2
$\begingroup$

[NBHM_2006_PhD Screening Test 2006_Algebra]

Let $A$ be an $3\times 3$ orthogonal matrices with real entries,Then which are true

  1. $\det A$ is rational number

  2. $d(Ax,Ay)=d(x,y)$ for any two vector $x,y\in \mathbb{R}^3$ where $d$ is ussual eucledean distance.

  3. All entries off $A$ are positive.

  4. All eigen values of $A$ are real.

determinant of orthogonal matrix is $\{1,-1\}$ so 1 is true, modulas of eigen values of an orthogonal matrix is $1$ so 4 may not be true always, I am not getting anything about 2 and 3. Thank you.

  • 0
    @JyrkiLahtonen, Please help me, sir.2017-10-19

3 Answers 3

3

Hint: For 2 (work out the details as exercise)

First, we show that if $A$ is orthogonal then $\| Ax \|^2 = \|x\|^2.$ Write $\|Ax \|^2 = (Ax)^{T}(Ax).$ Distribute the transpose and recall that $A^{T}A = I.$ Done.

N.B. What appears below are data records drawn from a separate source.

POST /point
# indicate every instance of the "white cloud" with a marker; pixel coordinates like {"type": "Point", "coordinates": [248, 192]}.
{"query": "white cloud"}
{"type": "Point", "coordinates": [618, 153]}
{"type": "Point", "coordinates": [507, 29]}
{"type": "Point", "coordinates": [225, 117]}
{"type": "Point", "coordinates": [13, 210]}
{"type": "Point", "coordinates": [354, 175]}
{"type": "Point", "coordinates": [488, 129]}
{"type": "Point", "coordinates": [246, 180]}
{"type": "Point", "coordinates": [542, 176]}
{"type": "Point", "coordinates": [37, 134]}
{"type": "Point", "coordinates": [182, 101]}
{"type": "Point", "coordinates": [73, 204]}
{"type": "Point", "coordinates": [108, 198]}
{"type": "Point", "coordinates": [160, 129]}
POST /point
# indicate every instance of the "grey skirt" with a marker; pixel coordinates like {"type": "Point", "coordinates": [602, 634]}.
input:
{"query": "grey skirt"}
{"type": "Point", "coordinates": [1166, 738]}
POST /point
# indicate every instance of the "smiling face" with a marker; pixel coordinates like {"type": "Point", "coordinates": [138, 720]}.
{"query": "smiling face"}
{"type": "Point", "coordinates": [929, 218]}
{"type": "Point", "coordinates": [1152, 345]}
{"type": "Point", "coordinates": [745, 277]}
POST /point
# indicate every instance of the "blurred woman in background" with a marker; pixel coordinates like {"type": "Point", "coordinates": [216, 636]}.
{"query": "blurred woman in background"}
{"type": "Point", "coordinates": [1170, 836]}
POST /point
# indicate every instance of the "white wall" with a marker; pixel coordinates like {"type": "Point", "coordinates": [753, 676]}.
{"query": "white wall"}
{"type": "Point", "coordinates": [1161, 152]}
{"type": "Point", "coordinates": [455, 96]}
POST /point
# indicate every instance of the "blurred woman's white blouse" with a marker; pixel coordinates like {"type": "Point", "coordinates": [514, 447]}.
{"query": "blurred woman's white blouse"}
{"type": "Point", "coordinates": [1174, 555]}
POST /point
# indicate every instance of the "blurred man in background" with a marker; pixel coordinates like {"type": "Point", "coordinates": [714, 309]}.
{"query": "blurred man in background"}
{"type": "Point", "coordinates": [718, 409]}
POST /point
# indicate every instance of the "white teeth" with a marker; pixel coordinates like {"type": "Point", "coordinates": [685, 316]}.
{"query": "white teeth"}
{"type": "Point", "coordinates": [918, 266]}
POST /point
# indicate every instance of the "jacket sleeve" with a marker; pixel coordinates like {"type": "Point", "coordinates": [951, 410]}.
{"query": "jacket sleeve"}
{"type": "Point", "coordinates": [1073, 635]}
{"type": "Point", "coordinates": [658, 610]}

Now, write $d(Ax, Ay) = \| Ax - Ay \|^2 = (Ax-Ay)^{T}(Ax-Ay).$ Simplify to get $(Ax)^{T}(Ax)-2(Ax)^{T}(Ay)+(Ay)^{T}(Ay) = \| Ax \|^2 - 2 (Ax)^{T}(Ay) + \| Ay \|^2$ Similarly show that $ d(x, y) = \| x \|^2 - 2 x^{T}y + \| y \|^2.$

Now, you can match the terms one to one, except for the middle terms $(2 (Ax)^{T}(Ay)$ and $2 x^{T}y)$. Well, you further simplify $(Ax)^{T}(Ay)$ and recall that $A^{t} A = I.$ Done.

  • 0
    Well, if $A$ preserves vector length, then it preserves length squared, so no harm done. By the way, to show that $A$ preserves vector length (rather than length squared) consider: $\| Ax \| = \sqrt{(Ax)^{T}(Ax)} = \sqrt(x^{T}A^{T}Ax) = \sqrt{x^{T}x} = \| x \|.$2012-07-09
3

For 4, think about a rotation matrix.

1

The orthogonal matrix represents orthogonal transformation, which preservers inner product, so 2 is true.

3 is false, the counter example is the rotation matrix.

4 is also false, the eigenvalues are lying on the unit circle, not necessary real.